As for the Scottish Country Dance Red Hatters, wearing something different does not embarrass them. "We're used to men who wear skirts," said Susan Shegog, 50, of Bellevue.
Sue Ellen Cooper, now 59, started The Red Hat Society in 2000 in Fullerton, Calif., as a means of throwing restrictions to the wind once women reach an age when they no longer have familial obligations.
And the organization has tapped the mother-lode spirit in women ready to free themselves, at least for a few hours, from societal shackles. In 3 1/2 years, The Red Hat Society has grown to 16,257 chapters in the United States and 17 foreign countries, and now claims more than 250,000 members.
She describes the society not as an organization, but as a "disorganization."
It's web site, www.redhatsociety.com, lists all chapters with contacts and notes how members are "greeting middle age with verve, humor and elan." The only rule for society members is there are no rules that were the bane of female existence the first 50 years.
The society's inspiration stems from a Jenny Joseph poem, "When I Am an Old Woman," that states, "I shall wear purple with a red hat which doesn't go, and doesn't suit me," and continues with poetic proclamation that she'll spend her pension on "brandy and summer gloves and satin sandals.
"I shall sit down on the pavement when I'm tired," the poem continues, "and gobble up samples in shops and press alarm bells and run my stick along the public railings and make up for the sobriety of my youth."
She vows to "go out in my slippers in the rain and pick the flowers in other people's gardens and learn to spit."
Sue Ellen's own "Ode to the Red Hat Society" begins as follows:
A poet put it very well. She said when she was older.
She couldn't be so meek and mild. She threatened to get bolder.
She'd put a red hat on her head and purple on her shoulder.
She'd make her life a warmer place, her golden years much golder.
This age-earned, cut-loose philosophy does specify one rule. Members must wear red hats and purple dresses when they go on group ventures. But women view it as an act of returning to their childhood when they dressed in crazy outfits, now without admonishment.
"I don't think the majority of us have regrets about the way we lived," Sue Ellen said. "We're pretty happy with our lives and our families. We're not flouting the rules of society. We just do what makes us happy today, and we don't worry about what others think.
"We do like attention and enjoy not being ignored."

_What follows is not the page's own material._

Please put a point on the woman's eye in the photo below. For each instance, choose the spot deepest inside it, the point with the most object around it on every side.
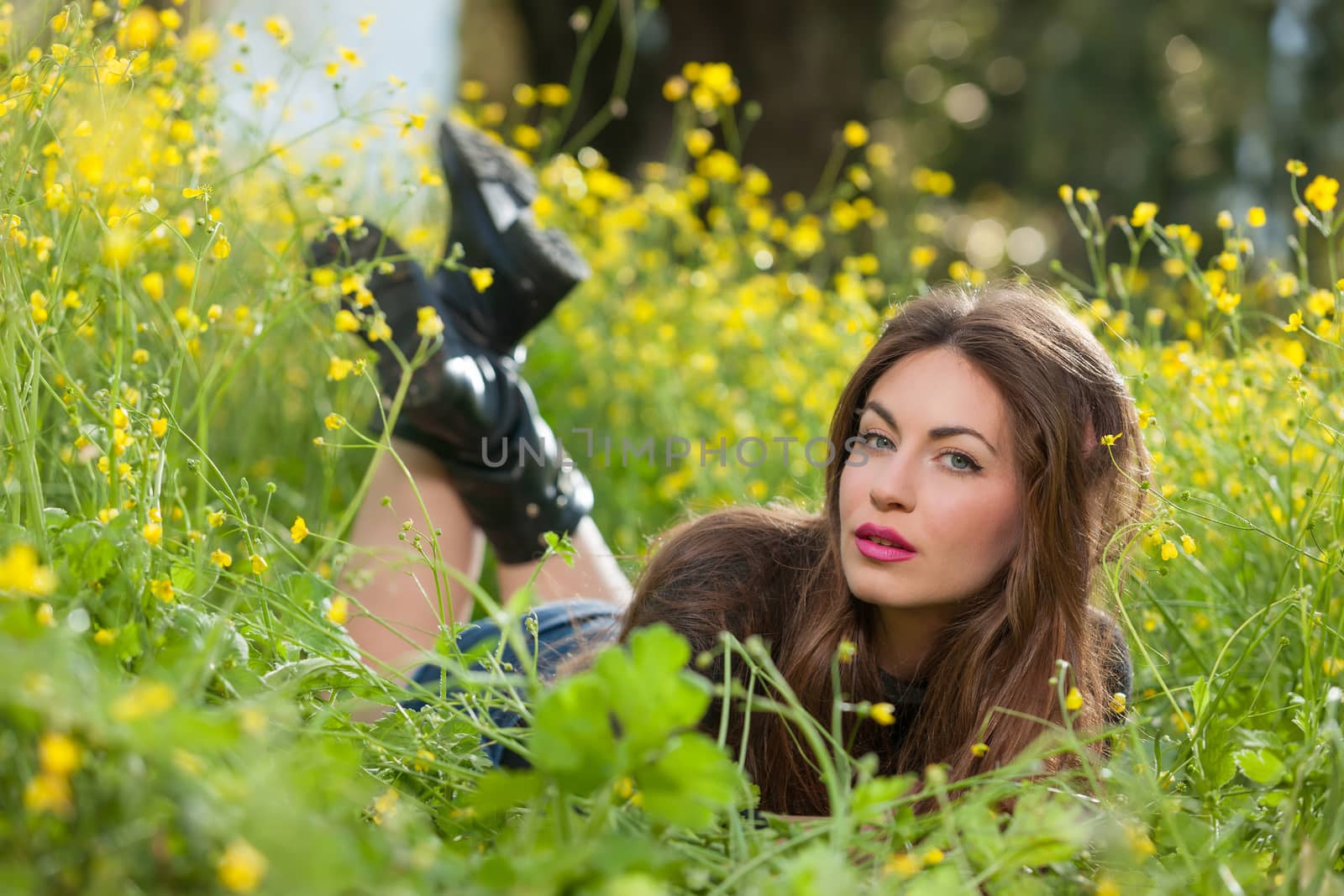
(873, 439)
(961, 463)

She said men once had an organization that had no rules and did flout society. "They were called pirates," she said, noting the general civility of womankind.
Jill Stuart Moncilovich, a South Strabane resident and member of the Pittsburgh chapter, said the group "gives me permission to be me." She made her red hat from a raw card of wool. "You forget the pretense, be yourself and enjoy," she said.

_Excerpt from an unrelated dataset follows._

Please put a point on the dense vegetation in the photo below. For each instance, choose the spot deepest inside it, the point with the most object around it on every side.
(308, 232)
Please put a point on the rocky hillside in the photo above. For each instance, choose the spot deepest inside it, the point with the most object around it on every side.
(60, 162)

Barbara Oleck of South Fayette, said she already experienced a mid-life crisis and solved that problem by flying to England. At 40, she must wear pink and lavender, but she enjoys the refreshing combination of female camaraderie and tea. "It helps you back into and get ready for the mid-life crisis," she said.
Some members use made-up names such as Hat-afina and use royal titles of queen, countess and duchess. For a few hours, they shed their regular persona and replace it with regal flamboyancy.
Swallowing a truffle, I tipped my red tassel cap to middle-aged gumption.
Which brings us to the last stanza of Sue Ellen Cooper's "Ode:"
We laugh, we cry, we hug a lot. We keep each other strong.
When one of us goes out for fun, the rest all go along.
We gad about, we lunch and munch, in one big happy throng.
We've found the place where we fit in, the place we all belong.